Paris, Temucuicui, 19 novembre 2018 - Camilo Catrillanca, âgé de 24 ans, membre de la communauté Mapuche a été assassiné lors d’un incident impliquant le Comando Jungla, une force de police créée par le président Piñera pour réprimer l’insurrection dans la région de l’Araucanie « dans le but de combattre efficacement le terrorisme ».
Le 14 novembre 2018, un groupe du Comando Jungla est entré dans la communauté de Temucuicui à la recherche de voitures supposées volées, en tirant sur ses membres, notamment sur Camilo Catrillanca alors qu’il était au volant de son tracteur. Ce dernier a reçu en pleine la tête un impact de balle tirée dans son dos.
D’après la version de l’adolescent de 15 ans, membre de cette communauté, passager du tracteur avec la victime, qui a assisté à la scène, les policiers ont tiré de nombreux coups de feu, dont un a touché le tracteur, puis un deuxième la tête de Camilo Catrillanca. L’accident fut filmé par les effectifs de police puis, comme l’ont reconnu les forces de l’ordre du Chili, effacé par ces derniers, ce qui constitue un délit d’entrave à l’exercice de la justice. À la suite de l’accident, l’adolescent fut arrêté et torturé par les forces de police, ce qui a conduit l’Institut national des droits humains à déposer une plainte pour les faits en question.
En juin 2018 le président Piñera a engagé une militarisation de facto de la région de l’Araucanie en installant un « Comando Jungla » composé de gendarmes formés en Colombie. Équipés de matériels de guerre (tanks, drones, uniformes spéciaux pour se déplacer dans les forêts, entre autres), ils sont chargés de lutter contre les mouvements de protestation du peuple Mapuche que le gouvernement a qualifié de terrorisme.
Parallèlement le gouvernement a annoncé en septembre dernier un « Accord national pour le développement et la paix dans la région de l’Araucanie » destiné à favoriser la reconnaissance des droits, le développement économique de cette région densément peuplée de Mapuche, et l’ouverture d’un dialogue.
La FIDH et l’Observatorio Ciudadano, organisation membre de la FIDH au Chili, condamnent énergiquement les agissements de la police qui, conformément à tous les éléments de preuve, ont engendré le meurtre de Camilo Catrillanca. Ils demandent le démantèlement immédiat du Comando Jungla.

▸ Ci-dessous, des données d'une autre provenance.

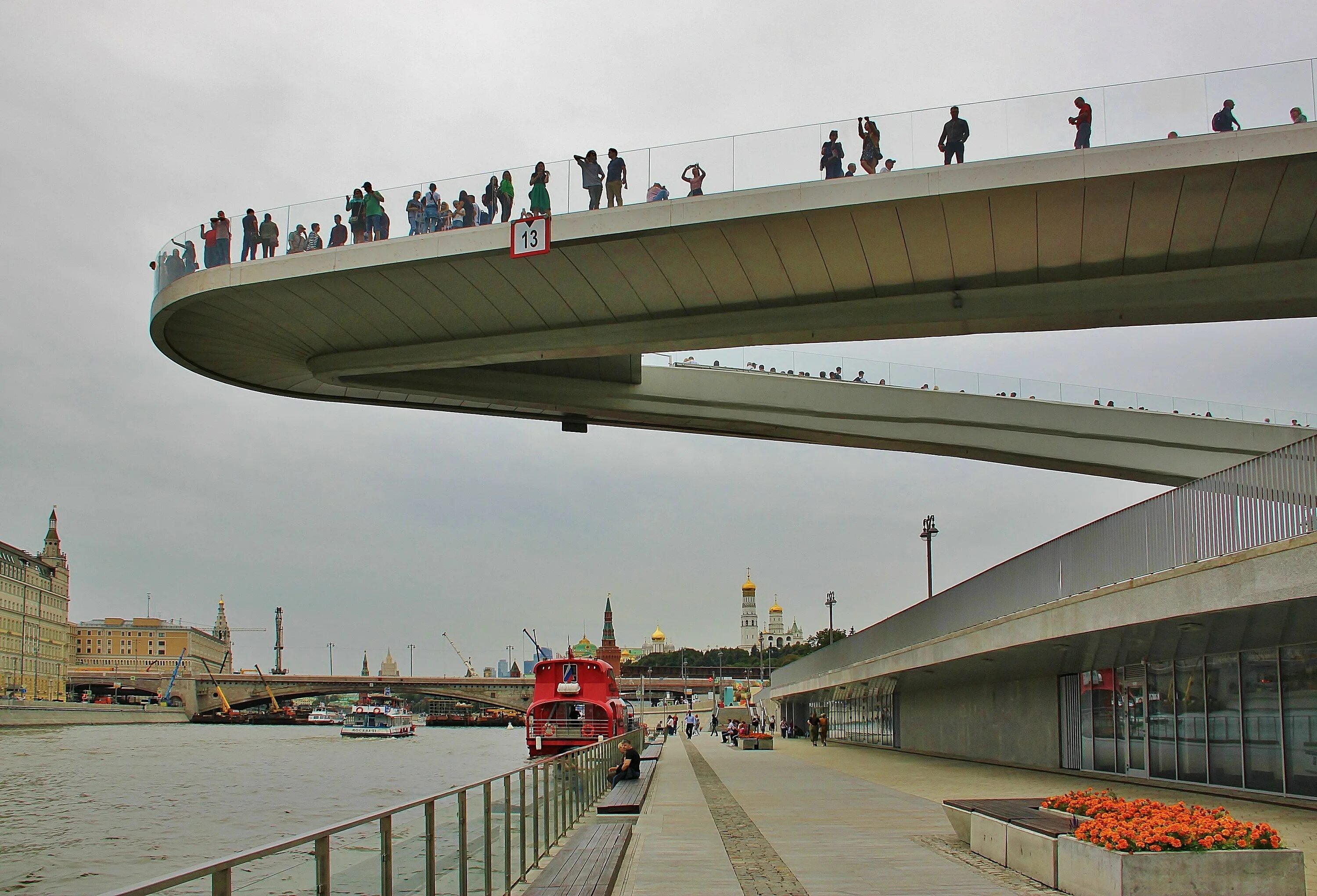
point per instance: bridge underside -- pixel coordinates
(1195, 230)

La FIDH et l’Observatorio Ciudadano considèrent que les événements du 14 novembre sont une preuve de plus du traitement discriminatoire que fait subir l’État chilien au peuple Mapuche. Les gendarmes justifient les événements en invoquant le vol supposé de véhicules par les membres de la communauté. Mais l’opération militaire qui s’est déployée était une mesure totalement disproportionnée pour une infraction de droit commun de ce type. En effet on a évoqué des dizaines d’hommes en uniforme entrant dans la communauté, l’usage de plusieurs hélicoptères et des tirs en rafales. De plus, il convient de souligner que l’année 2018 a été marquée par une série de montages policiers réalisés en vue d’inculper des dirigeants mapuches, comme dans le cas de l’Opération Ouragan. La FIDH et l’Observatorio Ciudadano rappellent également que l’État chilien a été condamné en 2014 par le Cour interaméricaine des droits de l’homme pour discrimination raciale envers des chefs mapuches poursuivis et condamnés en vertu de la loi antiterroriste.
Camilo Catrillanca, âgé de 24 ans, était le petit fils du chef (« lonko ») Juan Catrillanca et le fils du président de la communauté Mapuche « Ignacio Queipul Millanao », Marcelo Catrillanca. Il était également étudiant militant et avait été à la tête de plusieurs mobilisations pour la défense des droits du peuple Mapuche dans la région. La FIDH et l’Observatorio Ciudadano exhortent les autorités à mener une enquête impartiale qui permette d’identifier les responsables et d’imposer des peines en accord avec la gravité des faits. Ils appellent également les autorités à mettre en œuvre une politique cohérente envers le peuple Mapuche visant à assurer des conditions de confiance nécessaires à l’instauration du dialogue et de la paix qu’elles se sont engagées à promouvoir, et à progresser dans la reconnaissance et la protection efficaces des droits de cette communauté et d’autres peuples indigènes au Chili conformément aux normes internationales en vigueur dans ce domaine.